Título: F Is For Phony: Fake Documentary And Truth'S Undoing
Autor: Alexandra Juhasz Juhasz
Sinopse: Fake documentaries mimic documentary genre expectations, unraveling the documentary's authority and dismantling understandings of identity, history, and nation. The interdisciplinary essays in F Is for Phony discuss a broad scope of works and explore issues raised by "fake docs" such as the fiction/documentary divide, the ethics of reality-based manipulation, and whether documentariness derives from form or reception. Defining the borderline between fact and fiction, the contributors reveal what fake documentaries imply and usually make explicit: that many documentaries lie to tell the truth, and that the truth is relative. Contributors: Steve Anderson, Catherine L. Benamou, Mitchell W. Block, Luis Buñuel, Marlon Fuentes, Craig Hight, Charlie Keil, Alisa Lebow, Eve Oishi, Robert F. Reid-Pharr, Gregorio C. Rocha, Jane Roscoe, Catherine Russell, Elisabeth Subrin. Alexandra Juhasz is professor of media studies at Pitzer College. She is author of Women of Vision: Histories in Feminist Film and Video (Minnesota, 2001). Jesse Lerner is associate professor of media studies at Pitzer College.
Contexto da obra
Quando a classificação é mais ampla, o contexto do livro costuma depender ainda mais de autoria, tema e edição. “F Is For Phony: Fake Documentary And Truth’S Undoing”, de Alexandra Juhasz Juhasz, publicado pela editora Univ Of Minnesota Press, em 2006 e com 244 páginas, integra a categoria Livros Variados. Por isso, autoria, edição e tema acabam tendo ainda mais peso na forma de apresentar o livro.

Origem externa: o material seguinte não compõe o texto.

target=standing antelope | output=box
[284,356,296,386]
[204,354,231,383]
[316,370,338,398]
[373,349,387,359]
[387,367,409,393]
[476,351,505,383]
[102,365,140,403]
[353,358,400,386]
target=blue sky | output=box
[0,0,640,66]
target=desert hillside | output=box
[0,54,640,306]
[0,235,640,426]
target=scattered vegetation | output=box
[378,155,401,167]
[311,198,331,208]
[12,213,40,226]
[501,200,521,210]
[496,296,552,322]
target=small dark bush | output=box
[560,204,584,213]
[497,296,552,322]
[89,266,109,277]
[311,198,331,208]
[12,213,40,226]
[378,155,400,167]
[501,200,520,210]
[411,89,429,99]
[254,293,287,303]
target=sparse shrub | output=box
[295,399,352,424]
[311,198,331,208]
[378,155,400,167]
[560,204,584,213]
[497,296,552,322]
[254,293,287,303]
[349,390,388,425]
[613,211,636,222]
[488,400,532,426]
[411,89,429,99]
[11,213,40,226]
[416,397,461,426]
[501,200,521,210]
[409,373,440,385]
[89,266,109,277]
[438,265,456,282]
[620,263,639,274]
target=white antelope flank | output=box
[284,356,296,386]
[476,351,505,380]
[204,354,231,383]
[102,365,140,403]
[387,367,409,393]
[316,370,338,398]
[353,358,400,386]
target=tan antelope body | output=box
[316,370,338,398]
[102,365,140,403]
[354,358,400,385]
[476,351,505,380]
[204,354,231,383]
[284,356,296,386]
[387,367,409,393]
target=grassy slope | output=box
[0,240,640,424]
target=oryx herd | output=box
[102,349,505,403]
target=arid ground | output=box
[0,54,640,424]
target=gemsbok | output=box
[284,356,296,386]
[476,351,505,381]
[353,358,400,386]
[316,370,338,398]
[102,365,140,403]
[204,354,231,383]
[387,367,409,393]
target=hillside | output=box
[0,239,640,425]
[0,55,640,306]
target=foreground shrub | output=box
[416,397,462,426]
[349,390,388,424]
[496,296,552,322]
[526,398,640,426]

Editora: Univ Of Minnesota Press
Páginas: 244
Ano: 2006
Edição: First Edition
Linguagem: pt_BR
ISBN: 9780816642502
ISBN13: 9780816642502
Sobre a editora
Os livros da editora Univ Of Minnesota Press convidam o leitor a transitar por temáticas que mesclam ciências humanas, história cultural e estudos contemporâneos, muitas vezes com um olhar interdisciplinar e crítico. A experiência de leitura costuma ser densa e reflexiva, com narrativas que exploram desde o impacto das tecnologias digitais em políticas públicas até investigações profundas sobre identidades, culturas e ambientes naturais. O tom varia entre o ensaístico e o literário, com obras que vão do relato histórico detalhado ao ensaio pessoal e poético, sempre com atenção a contextos sociais e políticos. O catálogo sugere uma preferência por textos que desafiam perspectivas convencionais, incluindo vozes marginalizadas e temas urgentes como racismo estrutural, ecologia e sexualidades diversas.